Generating my website is a very simple process (provided you have setup the dependencies correctly):

1. Clone the git repository

2. Run hugo to generate (or `hugo serve` for preview)

That's it. It's pretty much a 2 step process, although the real amount of steps is more than that, and includes moving your arms or fingers to type on a computer keyboard.

Creating new posts

Creating new blog posts is also a pretty easy one, although involving slightly more steps:

1. Run `hugo new content/posts/$(date -Id)-insert-your-title-here.md`

2. Open that just generated file in a text editor

3. Write the post

4. (semi-optional) Add gemtext version of the post

5. Maybe touch the front end matter a bit if necessary

6. Add a date to front matter

7. Commit

8. Push

After all of that, changes will be deployed by builds.sr.ht to all versions of my website including clearnet, Tor, I2P and some other domains for backup in case the main server goes down.

99% self contained in the git repository

Almost everything needed to build the website is there, except for hugo.

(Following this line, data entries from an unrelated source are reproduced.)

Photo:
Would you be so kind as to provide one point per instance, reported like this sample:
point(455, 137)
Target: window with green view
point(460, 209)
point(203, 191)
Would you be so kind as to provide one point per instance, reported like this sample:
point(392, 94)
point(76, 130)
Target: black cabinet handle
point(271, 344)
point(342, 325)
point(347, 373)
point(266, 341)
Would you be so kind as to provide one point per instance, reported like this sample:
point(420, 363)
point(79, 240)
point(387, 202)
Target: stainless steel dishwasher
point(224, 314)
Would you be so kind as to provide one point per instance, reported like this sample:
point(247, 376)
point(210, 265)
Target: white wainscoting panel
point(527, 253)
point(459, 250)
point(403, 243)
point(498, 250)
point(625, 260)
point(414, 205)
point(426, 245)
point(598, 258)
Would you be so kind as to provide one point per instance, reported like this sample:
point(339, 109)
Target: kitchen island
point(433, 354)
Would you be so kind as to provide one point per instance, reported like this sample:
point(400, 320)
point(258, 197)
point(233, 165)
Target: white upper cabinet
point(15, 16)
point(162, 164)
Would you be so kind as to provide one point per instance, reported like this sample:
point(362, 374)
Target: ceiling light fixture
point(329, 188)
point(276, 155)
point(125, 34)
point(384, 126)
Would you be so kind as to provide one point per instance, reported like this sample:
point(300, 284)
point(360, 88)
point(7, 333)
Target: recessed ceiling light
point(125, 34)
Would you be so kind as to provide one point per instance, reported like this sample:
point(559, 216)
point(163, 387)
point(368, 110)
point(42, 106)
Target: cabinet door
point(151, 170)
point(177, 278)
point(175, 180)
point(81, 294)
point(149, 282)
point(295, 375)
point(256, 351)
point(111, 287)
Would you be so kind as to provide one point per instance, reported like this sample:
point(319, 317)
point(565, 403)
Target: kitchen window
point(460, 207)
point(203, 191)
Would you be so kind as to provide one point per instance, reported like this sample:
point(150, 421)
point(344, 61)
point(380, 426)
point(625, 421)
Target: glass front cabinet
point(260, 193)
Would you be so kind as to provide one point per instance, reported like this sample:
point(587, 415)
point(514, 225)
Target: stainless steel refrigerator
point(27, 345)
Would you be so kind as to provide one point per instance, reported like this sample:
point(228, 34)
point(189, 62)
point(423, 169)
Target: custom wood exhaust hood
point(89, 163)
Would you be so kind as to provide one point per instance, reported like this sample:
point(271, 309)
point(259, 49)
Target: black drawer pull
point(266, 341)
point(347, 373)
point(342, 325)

All you need is an install of hugo and a copy of my website. So if the only things you had is a working hugo install and a copy of my website, and you were left without an internet connection, it will work. Everything will be pretty much there.

This of course does not account for external links.

Relative links to be domain agnostic

For links to my own website but for other pages, all links are relative. That requires more effort than toggling an option, because the option of absolute or relative links is pretty much baked into your template.

Making links relative (not specifying the domain/host part) instead of absolute (specifying the domain/host part) makes deployments easier, because the contents of the website is pretty much domain agnostic (except for maybe rare exceptions), so it can be deployed pretty much everywhere without having to generate a website for every single case.

Other stuff, again

There's probably other stuff I also considered, but forgot. I can't think of anymore.